Elven survival is an oft argued topic.

One answer that I quite like is that 'the weakness is all human mis-perception'. The elves suffered terribly in the war of the shadows and Deismaar, but ever since have been recovering. As however the elves are not naturally expansionistic, and few humans ever enter their realms, the growing numbers are simply unknown to the outside world.

Under this sort of approach the Hanner Sidhe are popular, as a campaign story arc is then the elven resurgence which tends to require enough elves to hold much larger lands.

Other points are the shadow world : Cerilia split. With the Shadow World still containing spirit world areas these may be elven (or at least Seelie refuges), other elves could simply not answer a crown, or be experiencing an unusual passage of time.

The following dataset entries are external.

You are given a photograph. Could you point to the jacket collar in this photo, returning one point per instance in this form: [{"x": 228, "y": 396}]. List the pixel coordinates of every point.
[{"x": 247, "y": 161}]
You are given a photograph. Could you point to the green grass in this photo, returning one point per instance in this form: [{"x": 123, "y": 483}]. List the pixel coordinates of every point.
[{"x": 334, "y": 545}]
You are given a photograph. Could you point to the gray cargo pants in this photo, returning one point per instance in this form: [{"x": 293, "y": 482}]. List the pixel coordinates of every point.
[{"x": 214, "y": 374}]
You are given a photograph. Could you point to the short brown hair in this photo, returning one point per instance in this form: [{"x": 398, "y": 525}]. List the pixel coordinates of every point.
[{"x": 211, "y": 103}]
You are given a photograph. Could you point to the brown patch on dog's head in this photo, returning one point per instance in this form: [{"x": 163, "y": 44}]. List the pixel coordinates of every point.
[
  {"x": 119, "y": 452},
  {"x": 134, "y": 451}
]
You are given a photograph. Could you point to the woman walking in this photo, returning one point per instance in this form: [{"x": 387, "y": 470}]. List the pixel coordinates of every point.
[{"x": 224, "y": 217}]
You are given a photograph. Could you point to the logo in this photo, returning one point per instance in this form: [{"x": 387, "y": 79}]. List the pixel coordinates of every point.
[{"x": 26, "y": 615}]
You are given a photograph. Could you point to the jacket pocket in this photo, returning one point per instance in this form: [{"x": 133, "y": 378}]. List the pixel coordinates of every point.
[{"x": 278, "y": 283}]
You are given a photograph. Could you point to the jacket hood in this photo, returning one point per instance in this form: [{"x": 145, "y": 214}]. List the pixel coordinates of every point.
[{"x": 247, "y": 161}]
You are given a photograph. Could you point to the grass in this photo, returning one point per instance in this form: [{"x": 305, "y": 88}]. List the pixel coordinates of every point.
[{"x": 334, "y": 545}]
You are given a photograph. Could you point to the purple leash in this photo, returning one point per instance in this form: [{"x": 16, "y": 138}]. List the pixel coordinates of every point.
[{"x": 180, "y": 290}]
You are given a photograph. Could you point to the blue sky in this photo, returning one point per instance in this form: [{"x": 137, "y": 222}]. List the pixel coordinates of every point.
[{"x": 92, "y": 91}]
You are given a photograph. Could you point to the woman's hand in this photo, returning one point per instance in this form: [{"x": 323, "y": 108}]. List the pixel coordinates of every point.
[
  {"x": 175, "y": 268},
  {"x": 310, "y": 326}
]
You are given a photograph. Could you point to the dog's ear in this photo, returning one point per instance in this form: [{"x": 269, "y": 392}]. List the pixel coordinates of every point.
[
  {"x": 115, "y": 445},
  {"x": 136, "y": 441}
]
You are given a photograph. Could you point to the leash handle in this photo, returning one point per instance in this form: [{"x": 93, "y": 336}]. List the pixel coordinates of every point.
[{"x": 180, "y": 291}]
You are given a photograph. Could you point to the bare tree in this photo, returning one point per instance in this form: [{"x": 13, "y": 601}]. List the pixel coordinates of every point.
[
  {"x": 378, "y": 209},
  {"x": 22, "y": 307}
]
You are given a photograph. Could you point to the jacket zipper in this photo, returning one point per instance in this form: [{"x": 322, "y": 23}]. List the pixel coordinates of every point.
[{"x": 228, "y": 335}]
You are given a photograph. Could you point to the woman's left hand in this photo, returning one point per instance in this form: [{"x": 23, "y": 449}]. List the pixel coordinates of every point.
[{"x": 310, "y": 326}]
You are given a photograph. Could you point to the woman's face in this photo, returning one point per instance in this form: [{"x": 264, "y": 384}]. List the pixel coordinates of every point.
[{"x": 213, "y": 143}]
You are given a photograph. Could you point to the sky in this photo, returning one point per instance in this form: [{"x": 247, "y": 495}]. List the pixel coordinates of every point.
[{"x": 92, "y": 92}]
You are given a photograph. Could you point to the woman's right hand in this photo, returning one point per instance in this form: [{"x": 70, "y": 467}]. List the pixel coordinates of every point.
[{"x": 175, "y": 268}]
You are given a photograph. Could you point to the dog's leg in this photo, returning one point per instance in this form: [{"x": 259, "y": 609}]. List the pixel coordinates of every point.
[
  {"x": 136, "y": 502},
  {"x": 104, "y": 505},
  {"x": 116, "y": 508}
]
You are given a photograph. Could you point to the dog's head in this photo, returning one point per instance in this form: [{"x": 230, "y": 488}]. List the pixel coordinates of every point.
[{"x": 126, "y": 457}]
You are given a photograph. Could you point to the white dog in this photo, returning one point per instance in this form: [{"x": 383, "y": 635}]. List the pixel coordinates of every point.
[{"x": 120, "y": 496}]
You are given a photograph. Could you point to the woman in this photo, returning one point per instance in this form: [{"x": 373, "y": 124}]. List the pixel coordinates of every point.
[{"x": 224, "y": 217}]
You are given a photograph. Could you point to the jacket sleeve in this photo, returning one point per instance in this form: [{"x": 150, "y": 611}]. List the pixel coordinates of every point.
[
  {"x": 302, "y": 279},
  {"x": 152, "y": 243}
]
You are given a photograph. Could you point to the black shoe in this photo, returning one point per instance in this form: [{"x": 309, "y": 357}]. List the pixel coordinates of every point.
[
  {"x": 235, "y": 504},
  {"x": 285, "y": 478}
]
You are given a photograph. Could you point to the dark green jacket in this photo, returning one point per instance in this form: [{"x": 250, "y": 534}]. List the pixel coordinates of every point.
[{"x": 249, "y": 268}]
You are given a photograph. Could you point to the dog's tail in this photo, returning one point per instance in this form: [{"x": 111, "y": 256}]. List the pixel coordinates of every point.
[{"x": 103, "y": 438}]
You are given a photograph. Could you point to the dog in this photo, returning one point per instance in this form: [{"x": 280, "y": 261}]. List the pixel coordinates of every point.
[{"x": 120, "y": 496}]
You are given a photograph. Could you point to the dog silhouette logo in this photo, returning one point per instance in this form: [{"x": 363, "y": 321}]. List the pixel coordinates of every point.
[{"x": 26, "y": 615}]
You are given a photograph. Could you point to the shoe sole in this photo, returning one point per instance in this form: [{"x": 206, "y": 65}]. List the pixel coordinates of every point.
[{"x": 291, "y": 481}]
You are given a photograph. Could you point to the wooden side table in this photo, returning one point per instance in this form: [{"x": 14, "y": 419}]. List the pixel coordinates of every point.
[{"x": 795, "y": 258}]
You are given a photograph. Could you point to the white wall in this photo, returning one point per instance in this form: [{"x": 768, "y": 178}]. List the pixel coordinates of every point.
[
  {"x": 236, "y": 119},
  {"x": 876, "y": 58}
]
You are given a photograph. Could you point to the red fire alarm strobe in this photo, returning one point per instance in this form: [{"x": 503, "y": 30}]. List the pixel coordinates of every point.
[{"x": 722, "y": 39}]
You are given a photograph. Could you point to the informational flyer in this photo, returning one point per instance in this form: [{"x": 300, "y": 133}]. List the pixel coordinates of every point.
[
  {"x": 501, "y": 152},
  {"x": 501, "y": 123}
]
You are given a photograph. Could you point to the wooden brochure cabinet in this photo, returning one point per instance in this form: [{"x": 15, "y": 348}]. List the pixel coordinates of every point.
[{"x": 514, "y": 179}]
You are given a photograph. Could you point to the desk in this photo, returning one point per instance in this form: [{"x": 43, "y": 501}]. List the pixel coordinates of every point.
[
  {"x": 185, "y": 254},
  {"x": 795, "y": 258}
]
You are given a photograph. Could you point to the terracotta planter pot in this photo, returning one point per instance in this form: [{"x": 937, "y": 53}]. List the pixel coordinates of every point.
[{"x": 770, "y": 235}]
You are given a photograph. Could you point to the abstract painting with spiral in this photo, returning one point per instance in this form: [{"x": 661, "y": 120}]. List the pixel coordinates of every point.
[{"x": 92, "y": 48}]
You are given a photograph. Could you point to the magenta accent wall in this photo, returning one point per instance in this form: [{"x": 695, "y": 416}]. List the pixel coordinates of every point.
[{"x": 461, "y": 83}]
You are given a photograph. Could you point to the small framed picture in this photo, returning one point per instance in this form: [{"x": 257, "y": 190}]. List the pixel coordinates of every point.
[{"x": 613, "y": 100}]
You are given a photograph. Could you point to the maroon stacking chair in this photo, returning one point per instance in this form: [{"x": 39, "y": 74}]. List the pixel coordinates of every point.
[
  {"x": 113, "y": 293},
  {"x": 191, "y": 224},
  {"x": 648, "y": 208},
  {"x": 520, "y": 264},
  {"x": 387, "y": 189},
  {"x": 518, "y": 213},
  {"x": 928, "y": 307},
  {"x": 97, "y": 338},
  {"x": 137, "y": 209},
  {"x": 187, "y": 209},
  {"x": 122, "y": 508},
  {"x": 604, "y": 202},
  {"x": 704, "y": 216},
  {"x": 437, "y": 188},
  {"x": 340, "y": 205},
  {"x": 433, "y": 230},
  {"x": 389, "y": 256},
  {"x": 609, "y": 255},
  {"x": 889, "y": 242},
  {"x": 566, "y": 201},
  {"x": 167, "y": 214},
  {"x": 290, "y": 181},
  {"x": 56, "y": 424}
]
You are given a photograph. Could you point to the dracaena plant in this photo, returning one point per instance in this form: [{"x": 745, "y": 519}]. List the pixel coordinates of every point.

If you want to beef 'hidden' numbers then as a fan of morphic elves I can see many living the seas, deserts, polar regions, etc.

For me much of the problem is simulationism, elves are eternally young immortals with minimal industry that are immune to diesease - the only thing that really can kill of large numbers of them is a war, and the elves are not in the main a profitable opponent. Their numbers should therefore be steadily growing since Deismaar - particularly when the warding realm spell is taken into account! Yet if the population now is 8 times the number post Deismaar, the elves would have had to die in insanely high numbers in the battles (8* = 3 doublings = 1 doubling every 500 years - 1 child every century with 1 lost before they mate).